During tournament-level badminton play I don't have a problem with odd serves, but at the high school varsity level a different kind of backhand serve has surfaced. Players will basically perform a quick pull back followed by an immediate flick for a rapid serve. I've never seen this type of serve before in competitive play before, so I checked up on the BWF regulations, but it simply says that the motion must be continuously forward (nothing about the back-forward double motion)

2 Answers 2


The reference to "continuously forward" motion indicates that the server is not allowed to take multiple "fake" swings before hitting the shuttle. Doing so might unbalance their opponent and give an unfair advantage to the server, making a game quite one-sided.
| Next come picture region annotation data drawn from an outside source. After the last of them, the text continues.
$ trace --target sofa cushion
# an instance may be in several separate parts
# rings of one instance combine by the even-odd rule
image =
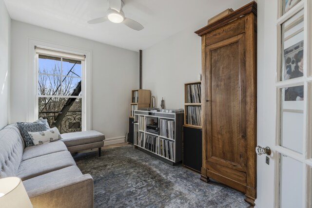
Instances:
[[[73,165],[76,163],[69,151],[59,151],[22,161],[17,176],[23,181]]]
[[[24,150],[22,160],[67,150],[67,148],[64,142],[58,141],[41,145],[27,147]]]
[[[25,180],[23,184],[26,191],[49,186],[82,175],[76,166],[71,166]]]
[[[23,143],[16,130],[0,131],[0,178],[16,175],[24,150]]]
[[[47,130],[45,124],[44,123],[23,123],[18,122],[18,126],[20,128],[20,131],[21,133],[21,135],[24,139],[25,144],[26,147],[29,147],[34,145],[33,140],[28,132],[44,132]]]
[[[58,130],[56,127],[53,127],[44,132],[28,132],[28,134],[29,134],[35,145],[54,142],[62,138]]]
[[[105,139],[105,136],[94,130],[73,132],[61,134],[61,141],[67,147],[99,142]]]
So once the racket has been drawn back, it can only be swung forwards once, as it hits the shuttle.

What is left to preference is how fast they swing back and forwards, which can catch the opponent out if they're not used to it. If you carefully observe someone with an unusual, but legal, serve a few times, you should be able to anticipate what kind of serve they are doing and not be caught out.


Laws of Badminton, pp. 5-6

Law 9.1.7

The movement of the server’s racket shall continue forwards from the start of the service (Law 9.2) until the service is delivered (Law 9.3).

This rule, together with rule 9.1.1, ensures that the service action must be one continuous movement with no double-action feints. To be precise, you are allowed to serve with either of these actions:

  • One backswing immediately followed by one forwards swing
  • One forwards swing on its own (no backswing)

Facing a Rushed Service

Law 9.4

The server shall not serve before the receiver is ready. However, the receiver shall be considered to have been ready if a return of the service is attempted.

When you're facing someone trying to rush their service, it's best to simply not move. If the serve lands in, then you simply ask for the point to be replayed because you weren't ready. If the serve lands out, then you take the point!

Rushing the service is a cheap tactic, and can be easily countered if you stay calm and don't move until you are ready.

  • You might want to specifically call out law 9.4 also (which refers to the fact that the service should not begin until both players are ready).